It is much easier to find fault in others, and in some cases the act of doing so has become entertainment in the private as well as the public sector. Gossip has a seductive allure, and can be consuming. Judging others is also a way to justify and or project our own in appropriate behavior onto others. We may even place ourselves in a false sense of exalted pride. Have we ever, not just stated, but, thought or prayed something along the same lines as the Pharisee in today’s Gospel? “O God, I thank you that I am not like the rest of humanity — greedy, dishonest, adulterous — or even like this tax collector. I fast twice a week, and I pay tithes on my whole income” (Lk 18:11-12).
To pray any part of this prayer stunts the growth in our spiritual life because we are focused on ourselves instead of emptying ourselves before God. Anytime we rationalize, cover over, or deny our sinful behavior we support and create habits of selfishness. Left unchecked, we can become enslaved to them. Lent is a time for healing and transformation. To be able to heal from sinful attitudes and actions that have become habits, we first must be able to acknowledge and identify them.
Over time, reading more and more lives of the saints, I have come to understand that their recognition and their confession of their sinfulness was not just some pious platitude, but a true presentation that they were growing closer in their relationship with Jesus. A simple example can help express where they are coming from.

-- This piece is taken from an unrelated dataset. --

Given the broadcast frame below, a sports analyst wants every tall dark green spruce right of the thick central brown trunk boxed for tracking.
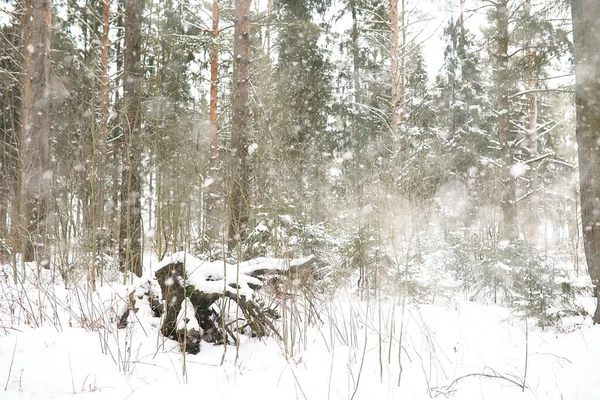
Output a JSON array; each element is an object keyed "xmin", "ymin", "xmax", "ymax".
[{"xmin": 269, "ymin": 0, "xmax": 333, "ymax": 216}]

When we drive our car while it is dark we don’t give much thought to the cleanliness of our windshield, because we can see fine. Yet as the headlights from an oncoming car illuminate our windshield we can see how dirty in actuality it is. This can be evident in our spiritual life as well. The more we remain in our own darkness of denial, we feel we are fine, all is right with the world. The closer we grow in our relationship with Jesus, the more his light shines in our darkness, and he reveals to us our sin.
Jesus invites us to resist the prayer of the Pharisee who prays comparing himself to someone else, instead of acknowledging his own sinful actions, and instead emphasizes that we are to follow the honest humility of the tax collector, who did “not even raise his eyes to heaven but beat his breast and prayed, ‘O God, be merciful to me a sinner’” (Lk 18:13). Now, Jesus is not saying this is the only way we pray. We have the opportunity to worship and praise the Lord joyfully, we can seek his help in praying for others through intercessory prayer or for ourselves in petitionary prayer, we can also sit in quiet meditation during adoration or out among God’s wonder of creation. Each prayer has its time and place and each type of experience of prayer helps us to grow and deepen our relationship with Jesus and each other.
True humility is brought about by being willing to see who we are from God’s eyes. If we are to set a standard to live up to, if we are to compare ourselves to anyone, let it be Jesus. A daily examination of conscience is a healthy practice and discipline. We just need to be willing to invite Jesus to shine his light of love into the darkness of our fear and anxiety. When we do so, we are embracing our vulnerability by taking the risk to confess our sin, to experience the sorrow for the hurt we caused. With a willingness to seek atonement for our sin, to seek God’s forgiveness, we will receive his love and mercy that we have separated ourselves from when we justified and rationalized our sin.
One prayer I have found helpful over the last few years is the Jesus Prayer. It is very simple. Sit in a comfortable space, take a few deep breaths and exhalations, then as you take the next breath in recite, “Lord Jesus Christ, Son of the living God,” and then as you breath out say, “Have mercy on me a sinner.” You are breathing in the light of Christ and you are breathing out your sin. I use my rosary and pray an Our Father for each isolated bead and then the Jesus Prayer on each of the beads of each decade.
Traditional prayer ropes exist from the Eastern Orthodox tradition. They are made of wool, usually black, and have ten decades of ten beads. The bottom also has a fringe representing the mercy of God wiping away our tears of sorrow. If you have neither a rosary or a prayer rope, you have your fingers. Start with a set of ten Jesus Prayer recitations each day so to set up a time to embrace the light of Jesus, that he may dispel our darkness, so we can see our sin, and be forgiven.
Photo: Examining my conscience before the altar at St Augustine parish in Culver City last Saturday night before the 7pm Spanish Mass.